Berbagai gagasan liar dan menantang itu, kemudian mengkristal menjadi Koperasi CIRCLE Indonesia. Sebagai layaknya sebuah koperasi, ia adalah organisasi yang mengumpulkan sumber daya anggotanya untuk tujuan-tujuan ekonomi dan sosial. Karena sumber daya utama yang kami miliki adalah pengetahuan dan pengalaman bekerja pada organisasi pembangunan, maka itulah aset utama koperasi. Usaha yang dilakukan oleh koperasi adalah berbagi pengalaman itu melalui jasa konsultansi.

Ternyata ini juga bukan gagasan yang sama sekali baru. Perusahaan konsultan Schweizerische Revisionsgesellschaft lahir sebagai koperasi auditor keuangan pada 1912. Setelah merger dengan Price Waterhouse di Swiss pada 1990, cabangnya di Geneva masih dimiliki oleh koperasi karyawan. Price Waterhouse global belakangan merger dengan Coopers & Lybrand pada 1998, lantas bersalin nama menjadi PricewaterhouseCoopers.

Ketika kami mendaftarkan CIRCLE ke kantor Dinas Koperasi, petugas di sana cukup bingung. Kata dia, “Koperasi konsultan? Itu tak  ada dalam nomenklatur koperasi!” Kami kemudian didaftarkan sebagai koperasi serba usaha.

Koperasi CIRCLE Indonesia berdiri tanggal 26 Februari 2006. Empat bulan setelahnya, Jogja luluh lantak akibat gempa bumi. Oleh sebab itu, kami memusatkan perhatian pada upaya rehabilitasi dan rekonstruksi pasca gempa. Baru tiga tahun kemudian koperasi bisa beroperasi dan mulai memberikan pelayanan konsultansi, pelatihan, dan pendampingan.

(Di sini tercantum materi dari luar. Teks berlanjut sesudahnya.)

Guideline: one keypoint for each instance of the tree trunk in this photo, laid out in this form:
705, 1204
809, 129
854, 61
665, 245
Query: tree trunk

Rapat Anggota Koperasi yang pertama di Hotel Jayakarta, 2007.

Sejak awal, kami tak mau menjadi besar. Volume pekerjaan kami sesuaikan dengan kebutuhan biaya operasional kantor plus perkiraan tabungan untuk membuat warung kopi. Beberapa tahun awal, sisa hasil usaha (SHU) koperasi ditahan dan tidak dibagikan, sebagai tabungan untuk membeli lahan serta membangun kantor. Kantor CIRCLE akhirnya selesai dibangun pada 2021, tanpa pinjaman bank atau hibah dari lembaga donor.

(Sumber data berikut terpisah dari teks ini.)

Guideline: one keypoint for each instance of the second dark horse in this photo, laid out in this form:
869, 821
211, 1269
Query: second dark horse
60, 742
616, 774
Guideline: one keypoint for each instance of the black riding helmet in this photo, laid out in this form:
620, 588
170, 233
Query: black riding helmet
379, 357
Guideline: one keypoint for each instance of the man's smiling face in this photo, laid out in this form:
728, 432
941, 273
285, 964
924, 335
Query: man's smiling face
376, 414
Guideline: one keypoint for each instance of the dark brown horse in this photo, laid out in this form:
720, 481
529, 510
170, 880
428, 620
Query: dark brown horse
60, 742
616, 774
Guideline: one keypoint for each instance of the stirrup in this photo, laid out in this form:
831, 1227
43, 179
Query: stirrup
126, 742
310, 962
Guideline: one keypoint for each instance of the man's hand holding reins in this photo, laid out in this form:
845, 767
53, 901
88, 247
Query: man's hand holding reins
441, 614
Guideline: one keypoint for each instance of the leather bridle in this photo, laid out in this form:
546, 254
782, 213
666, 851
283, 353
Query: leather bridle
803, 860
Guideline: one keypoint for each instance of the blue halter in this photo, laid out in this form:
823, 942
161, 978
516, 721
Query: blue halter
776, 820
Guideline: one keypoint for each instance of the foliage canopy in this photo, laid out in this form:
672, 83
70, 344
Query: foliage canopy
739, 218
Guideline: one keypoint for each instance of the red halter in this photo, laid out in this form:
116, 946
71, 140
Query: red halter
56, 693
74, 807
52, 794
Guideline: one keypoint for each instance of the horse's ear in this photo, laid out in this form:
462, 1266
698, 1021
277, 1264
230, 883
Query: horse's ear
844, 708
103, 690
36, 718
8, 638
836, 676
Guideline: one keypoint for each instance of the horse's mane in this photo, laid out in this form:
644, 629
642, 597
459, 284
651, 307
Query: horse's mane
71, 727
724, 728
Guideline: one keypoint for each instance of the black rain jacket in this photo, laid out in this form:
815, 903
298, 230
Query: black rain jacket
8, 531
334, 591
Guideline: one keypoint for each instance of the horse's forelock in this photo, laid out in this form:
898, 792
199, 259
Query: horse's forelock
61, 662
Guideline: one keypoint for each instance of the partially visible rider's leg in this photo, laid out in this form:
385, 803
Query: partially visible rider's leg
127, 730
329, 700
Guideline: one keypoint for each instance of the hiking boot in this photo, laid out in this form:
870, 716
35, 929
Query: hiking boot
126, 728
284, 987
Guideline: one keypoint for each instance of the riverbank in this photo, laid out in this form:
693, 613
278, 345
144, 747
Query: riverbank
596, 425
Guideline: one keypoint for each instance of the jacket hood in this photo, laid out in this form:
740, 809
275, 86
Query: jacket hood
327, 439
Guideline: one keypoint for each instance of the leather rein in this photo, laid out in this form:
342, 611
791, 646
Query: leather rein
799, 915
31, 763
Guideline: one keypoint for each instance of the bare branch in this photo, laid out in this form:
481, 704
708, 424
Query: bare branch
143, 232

Kantor Koperasi CIRCLE dan Warung Kopi Sirkel de Koffie yang dibangun tanpa pinjaman bank, dan hibah dari donor. 2023.

Warung kopi “Sirkel de Koffie”, nama yang diusulkan olehPengurus agar terdengar kekinian, baru berdiri setelah kami punya kantor sendiri. Akhirnya, cita-cita untuk punya warung kopi tercapai setelah koperasi berdiri selama 15 tahun.

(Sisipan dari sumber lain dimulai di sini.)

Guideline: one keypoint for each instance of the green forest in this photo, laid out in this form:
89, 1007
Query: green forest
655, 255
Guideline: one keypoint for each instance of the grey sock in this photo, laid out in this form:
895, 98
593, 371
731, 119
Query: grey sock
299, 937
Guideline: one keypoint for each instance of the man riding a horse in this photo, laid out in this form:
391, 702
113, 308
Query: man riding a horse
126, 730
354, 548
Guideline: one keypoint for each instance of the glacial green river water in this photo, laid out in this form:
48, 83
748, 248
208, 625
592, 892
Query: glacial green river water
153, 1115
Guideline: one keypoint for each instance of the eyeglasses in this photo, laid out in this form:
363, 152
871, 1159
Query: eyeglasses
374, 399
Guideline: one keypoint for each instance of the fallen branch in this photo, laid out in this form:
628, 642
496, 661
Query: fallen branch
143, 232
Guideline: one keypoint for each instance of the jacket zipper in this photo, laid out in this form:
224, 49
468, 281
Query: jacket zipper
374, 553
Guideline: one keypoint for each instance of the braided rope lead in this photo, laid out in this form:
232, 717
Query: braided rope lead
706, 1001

Rapat Anggota Koperasi CIRCLE 2022, setelah 2 tahun Rapat Anggota secara daring.

Kini warung kopi dan co-working space Sirkel itu menjadi tempat yang nyaman untuk kumpul anak-anak muda di utara Jogja. Namun keinginan kami untuk minum kopi gratis tidak terlaksana. Anggota koperasi tetap harus membayar, walaupun mendapat potongan!

Selamat ulang tahun ke-17, CIRCLE Indonesia!